In a first step before measuring the time to load the dataset, column classes are defined so that this part of the data frame processing does not become part of our timings. These can be inferred by reviewing the dataset documentation and inspecting the first few rows of data. The column data types for this dataset are given by:

> col_types <- c(rep("integer", 8), "character", "integer", "character",
+                rep("integer", 5), "character", "character",
+                rep("integer", 4), "character", rep("integer", 6))

Now, we will read in the file 2008.csv, which contains comma-separated values with 29 columns and 7,009,728 rows.

> system.time(read.csv("2008.csv", colClasses = col_types))[["elapsed"]]
[1] 68.257

It takes just over 68 seconds to read the file into R and parse its contents into a data frame object. We can test how much of this time is due to just loading the results from the hard-drive into R’s memory. This is done using the readBin function to read the file as a raw string of bytes and file.info to infer the total size of the file; both functions are provided by the base package of R.

> system.time(readBin("2008.csv", "raw",
+             file.info("2008.csv")[["size"]]))[["elapsed"]]
[1] 0.493

This takes less than one half of a second. It takes about 138 times longer to read and parse the data with read.csv than to just read the data in as raw bytes, indicating there may be room for improvement. This is not to say read.csv and its associated functions are poorly written. On the contrary, they are robust and do an excellent job inferring format and shape characteristics from data. They allow users to import and examine a dataset without knowing how many rows it has, how many columns it has, or its column types. Because of these functions, statisticians using R are able to focus on data exploration and modeling instead of file formats and schemas.

While existing functions are sufficient for processing relatively small datasets, larger ones require a different approach. For large files, data are often processed on a single machine by first being broken into a set of consecutive rows or “chunks.” Each chunk is loaded and processed individually, before retrieving the next chunk. The results from processing each chunk are then aggregated and returned. Small, manageable subsets are streamed from the disk to the processor with enough memory to represent a single chunk required by the system. This approach is common not only in single machine use but also in distributed environments with technologies such as Spark (Zaharia et al. 2010) and Hadoop MapReduce (Dean and Ghemawat 2008). Clusters of commodity machines, such as those provided by Amazon Elastic Compute Cloud (EC2) and Digital Ocean, are able to process vast amounts of data one chunk at a time. Many statistical methods are compatible with this computational approach and are justified in a variety of contexts, including (Hartigan 1975), (Kleiner et al. 2014), (Guha et al. 2012), and (Matloff 2016).

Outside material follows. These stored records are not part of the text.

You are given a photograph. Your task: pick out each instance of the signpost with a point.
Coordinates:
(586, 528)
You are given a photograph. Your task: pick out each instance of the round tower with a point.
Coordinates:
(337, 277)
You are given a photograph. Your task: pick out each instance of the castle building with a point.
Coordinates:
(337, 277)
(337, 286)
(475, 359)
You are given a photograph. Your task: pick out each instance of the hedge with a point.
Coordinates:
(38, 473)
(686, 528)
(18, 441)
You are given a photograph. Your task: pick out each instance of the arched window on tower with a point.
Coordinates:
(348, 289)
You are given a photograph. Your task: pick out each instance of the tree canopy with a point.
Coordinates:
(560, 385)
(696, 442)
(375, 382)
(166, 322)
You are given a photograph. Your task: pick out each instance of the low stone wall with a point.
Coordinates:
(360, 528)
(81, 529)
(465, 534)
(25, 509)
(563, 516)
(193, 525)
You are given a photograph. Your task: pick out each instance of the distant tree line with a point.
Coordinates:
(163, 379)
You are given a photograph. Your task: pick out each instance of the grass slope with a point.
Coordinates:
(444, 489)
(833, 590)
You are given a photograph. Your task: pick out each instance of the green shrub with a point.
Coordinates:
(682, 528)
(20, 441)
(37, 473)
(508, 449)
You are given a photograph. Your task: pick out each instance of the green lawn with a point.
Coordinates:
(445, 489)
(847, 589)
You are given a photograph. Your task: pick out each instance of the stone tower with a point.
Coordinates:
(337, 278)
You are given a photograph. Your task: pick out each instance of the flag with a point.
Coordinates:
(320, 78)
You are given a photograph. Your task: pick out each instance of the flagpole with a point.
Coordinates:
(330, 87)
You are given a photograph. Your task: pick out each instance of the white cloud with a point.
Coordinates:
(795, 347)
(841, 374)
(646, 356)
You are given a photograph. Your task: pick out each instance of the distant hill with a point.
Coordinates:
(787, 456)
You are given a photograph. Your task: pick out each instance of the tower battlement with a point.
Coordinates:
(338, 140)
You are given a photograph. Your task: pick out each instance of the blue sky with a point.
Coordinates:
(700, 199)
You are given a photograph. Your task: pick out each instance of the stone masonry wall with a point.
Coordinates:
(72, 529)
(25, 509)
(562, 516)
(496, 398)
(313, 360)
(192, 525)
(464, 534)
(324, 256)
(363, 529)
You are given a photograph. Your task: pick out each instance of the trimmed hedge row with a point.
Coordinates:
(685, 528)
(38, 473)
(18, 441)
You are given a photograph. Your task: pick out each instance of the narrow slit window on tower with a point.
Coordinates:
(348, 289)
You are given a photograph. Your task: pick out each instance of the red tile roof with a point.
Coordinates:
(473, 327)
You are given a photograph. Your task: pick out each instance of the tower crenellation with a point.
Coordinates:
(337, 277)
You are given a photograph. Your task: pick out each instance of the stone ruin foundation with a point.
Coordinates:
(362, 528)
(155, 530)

However, base R together with the contributed packages currently does not provide convenient functionality to implement this common computing pattern. Packages such as bigmemory (Kane, Emerson, and Weston 2013) and ff (Adler et al. 2014) provide data structures using their own binary formats over memory-mapped files stored on disk. The data structures they provide are not native R objects. They therefore do not exhibit properties such as copy-on-write behavior, which avoids making unnecessary copies of the dataset in memory (Rodeh 2008), and, in general, they cannot be seamlessly integrated with R’s plethora of user contributed packages. The readr package (Wickham, Hester, and Francois 2016) provides fast importing of "data.frame" objects but it does not support chunk-wise operations for arbitrarily large files. The foreach package (Revolution Analytics and Weston 2015a), and its associated iterators package (Revolution Analytics and Weston 2015b), provide a general framework for chunked processing but does not provide the low-level connection-based utilities for transforming binary data stored on the disk to those native to R.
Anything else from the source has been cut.